The committee has a wonderful record. I know you will do well. The names for three vacancies on the committee are now undergoing vetting here at HHS. There is a pretty good chance that those persons will be announced as well. We will almost have all of the vacancies filled on the committee. I just want to wish you the best going forward.
In terms of advice, it is kind of like what our agencies are doing here. We only have one president at a time. The current president and administration is here until January 20. I think the focus here and in all the other agencies is to get things in the best shape that you would want to leave them for the people who are here now.
And then after that just to be – again, take the same perspective. It is a good reputation as an honest broker in the future.
The only thing is it is a time – as we are doing here. It is a time to reflect on what we have accomplished and where things stand. It is not necessarily a time to start anything new for a variety of reasons, but to think of – and not to take big steps, but commit time and resources without knowing where the parameters may lead us.
But by January and by February, I think the committee’s meeting, and then by later, I think the smoke will begin to clear.
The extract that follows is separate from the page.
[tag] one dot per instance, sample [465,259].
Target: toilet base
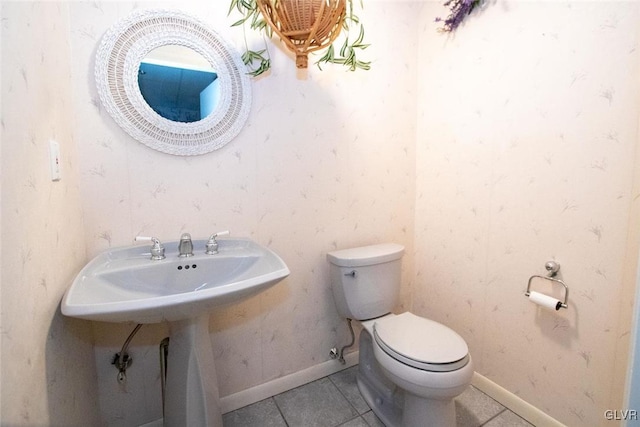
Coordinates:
[394,406]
In many ways, the committee’s work is pretty much enduring. It is like public health. Things change, but the issues do not go away. It is just different views of how to solve the problems.
As I was going through some of my old files here, I was looking back even down into the ’70s. The public health service published – plans for health. What was said in those plans in terms of research and policy and health insurance, public health, regulation and protection for public health. Most of those ideas and many of the specific recommendations actually foreshadowed things that we take for granted now. I think it is constantly evolving.
I think the best thing would be for the committee to keep a lot of flexibility for the next six months. We just do not know what will happen. I think the committee itself has a great reputation for objectivity. It is not seen as a political body. I think the issues that the committee deals with are really – they were bipartisan to begin with. I hope that remains.
It has been a pleasure working with all of you. I may be one of those folks who writes to the Secretary later or comes to some of your meetings, but it has been a pleasure.
DR. STEAD: Jim, we would always like a comment from our new citizen member. We hope that from time to time you will find your way to some of our social dinners as Marjorie and others have done. You have a special place in our hearts and minds. Thank you.
DR. SCANLON: Great to see everyone last night.
DR. STEAD: Take care. Are people good with adjournment or do you want to run around the table? I hear movement to adjourn. Thank you. You have been awesome.